DIRECTOR: Kawase Naomi
THE SILENCE BETWEEN TWO THOUGHTS (2003)

Iran
How messages from hell can taunt heaven with their beauty. In a godforsaken landscape, a simple executioner does his work. Then he has to marry a woman condemned to death, because she is still a virgin and otherwise she might go to heaven. His world starts to fall apart slowly and inevitably.
DIRECTOR: Babak Payami
SILENT WATERS (2003)

Pakistan/France/Germany
Pakistan, late 1970s. Against the background of increasing intolerance and fundamentalism, in which her son also becomes involved, unbearable secrets about Aicha's past come to light. Winner of the Golden Leopard in Locarno.
DIRECTOR: Sabiha Sumar
SPRING, SUMMER, FALL, WINTER...AND SPRING (2003)

South Korea/Germany
Transcendental, humorous, occasionally grim and above all wise film about the journey of life.

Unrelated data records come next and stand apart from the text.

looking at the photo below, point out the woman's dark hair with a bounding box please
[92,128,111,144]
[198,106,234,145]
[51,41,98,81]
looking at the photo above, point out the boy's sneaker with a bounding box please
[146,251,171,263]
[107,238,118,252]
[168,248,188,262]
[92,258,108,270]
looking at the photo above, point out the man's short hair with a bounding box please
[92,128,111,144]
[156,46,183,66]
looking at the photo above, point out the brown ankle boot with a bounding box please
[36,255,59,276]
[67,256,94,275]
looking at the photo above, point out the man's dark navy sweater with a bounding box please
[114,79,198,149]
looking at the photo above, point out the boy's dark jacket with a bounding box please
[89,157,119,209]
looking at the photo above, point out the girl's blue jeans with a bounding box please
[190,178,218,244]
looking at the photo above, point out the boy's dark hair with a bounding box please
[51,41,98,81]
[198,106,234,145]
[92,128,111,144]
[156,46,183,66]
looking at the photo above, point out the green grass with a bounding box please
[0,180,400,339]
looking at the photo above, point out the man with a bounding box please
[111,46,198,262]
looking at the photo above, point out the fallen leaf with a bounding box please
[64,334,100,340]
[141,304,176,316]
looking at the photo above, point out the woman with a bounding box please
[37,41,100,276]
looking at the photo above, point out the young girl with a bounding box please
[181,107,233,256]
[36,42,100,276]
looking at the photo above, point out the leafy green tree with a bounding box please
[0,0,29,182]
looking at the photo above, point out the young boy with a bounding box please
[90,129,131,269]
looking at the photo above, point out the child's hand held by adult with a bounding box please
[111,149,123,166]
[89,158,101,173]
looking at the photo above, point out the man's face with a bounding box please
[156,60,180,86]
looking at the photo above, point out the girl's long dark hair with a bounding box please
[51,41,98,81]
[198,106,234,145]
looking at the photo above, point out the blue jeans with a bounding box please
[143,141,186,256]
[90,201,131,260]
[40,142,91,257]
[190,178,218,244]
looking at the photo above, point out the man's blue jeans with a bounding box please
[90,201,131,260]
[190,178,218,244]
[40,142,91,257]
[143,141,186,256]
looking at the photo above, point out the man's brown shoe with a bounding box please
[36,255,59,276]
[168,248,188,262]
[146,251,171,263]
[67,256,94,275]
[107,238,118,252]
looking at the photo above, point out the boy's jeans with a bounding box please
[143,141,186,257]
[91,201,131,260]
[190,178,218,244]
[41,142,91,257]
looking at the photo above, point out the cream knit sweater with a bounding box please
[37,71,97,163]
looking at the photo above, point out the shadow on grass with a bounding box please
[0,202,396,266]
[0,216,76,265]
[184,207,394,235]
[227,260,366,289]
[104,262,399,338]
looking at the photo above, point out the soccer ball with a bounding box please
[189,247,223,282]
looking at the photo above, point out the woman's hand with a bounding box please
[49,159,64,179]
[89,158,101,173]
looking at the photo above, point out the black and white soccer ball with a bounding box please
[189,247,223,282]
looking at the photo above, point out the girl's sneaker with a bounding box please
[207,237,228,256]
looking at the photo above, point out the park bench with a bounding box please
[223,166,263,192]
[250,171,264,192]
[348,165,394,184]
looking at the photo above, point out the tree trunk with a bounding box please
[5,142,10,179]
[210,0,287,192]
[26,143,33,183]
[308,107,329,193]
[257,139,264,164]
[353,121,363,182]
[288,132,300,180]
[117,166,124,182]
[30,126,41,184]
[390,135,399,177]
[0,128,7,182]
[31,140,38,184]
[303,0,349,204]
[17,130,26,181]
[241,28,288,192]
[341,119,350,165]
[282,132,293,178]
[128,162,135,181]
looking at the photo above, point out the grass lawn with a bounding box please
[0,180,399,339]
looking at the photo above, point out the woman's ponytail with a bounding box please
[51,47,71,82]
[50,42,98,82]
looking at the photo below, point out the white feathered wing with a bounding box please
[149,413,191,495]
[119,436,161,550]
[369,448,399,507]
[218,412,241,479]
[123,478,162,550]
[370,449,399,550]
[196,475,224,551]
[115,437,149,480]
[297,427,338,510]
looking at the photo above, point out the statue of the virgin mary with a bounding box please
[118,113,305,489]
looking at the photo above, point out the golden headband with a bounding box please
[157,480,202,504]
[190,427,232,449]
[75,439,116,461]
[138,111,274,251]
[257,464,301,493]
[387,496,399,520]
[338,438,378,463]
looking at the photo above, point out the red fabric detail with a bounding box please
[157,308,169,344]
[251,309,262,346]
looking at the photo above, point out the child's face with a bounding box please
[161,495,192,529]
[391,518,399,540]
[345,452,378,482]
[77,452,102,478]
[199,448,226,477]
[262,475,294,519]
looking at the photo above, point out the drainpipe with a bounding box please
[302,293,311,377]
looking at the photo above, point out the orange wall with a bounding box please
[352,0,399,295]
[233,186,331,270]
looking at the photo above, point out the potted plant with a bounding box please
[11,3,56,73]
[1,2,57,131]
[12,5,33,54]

An elderly monk teaches his young pupil some hard lessons in this intriguing reflection on the cyclic nature of life.
DIRECTOR: Kim Ki-Duk
TEHRAN 7:00 A.M. (2003)

Iran/Germany
24 hours in Tehran. A traffic cop is interested in an actress, two old sourpusses terrorise the drug control lab, not everything a taxi driver says is the truth and a building worker seems to be in love. By the maker of Journey of the Grey Men.
DIRECTOR: Amir Shahab Razavian
TURNING GATE (2002)

South Korea
Subdued modern love story filled with intrigues about the unemployed actor Kyung-Soo, who falls for Sun-Young, a woman who is already spoken for. Funny with mocking compassion. By the maker of The Day a Pig Fell into the Well.
DIRECTOR: Hong Sang-Soo
UNIFORM (2003)

China/Japan
New realism from the exciting new generation of Chinese 'underground' film makers: a young guy starts posing in a policeman's jacket to impress a girl and raise his income.
DIRECTOR: Diao Yinan
VIBRATOR (2003)

Japan
Love at first sight between a writer and a trucker leads to a voyage of (self) discovery. Hiroki, an expert in erotic fantasies, makes a modestly dreamy, powerful love drama about female desires.
DIRECTOR: Hiroki Ryuichi
VIRUMAANDI (2004)

India
This exciting saga has been made in the best traditions of the Indian popular 'formula' films, spiced with dance and song sequences, action and romance. The extraordinary film personality Kamal Haasan scripted, produced and directed the film, wrote the lyrics, choreographed some dances and sung his songs himself.
DIRECTOR: Kamal Haasan
ZATOICHI (2003)

Japan
Takeshi Kitano plays the famous Blind Swordsman and hits the entertainment high spot without losing any of his creative élan. Witty, with brilliantly choreographed fights and a finale that will have you dancing out of the cinema.
DIRECTOR: Kitano Takeshi
ZEBRAMAN (2004)

Japan
Rotterdam favourite and the dauntingly inventive and prolific king of the Japanese genre pic takes his work in a new direction with this story of a geekish husband who dreams of being a superhero.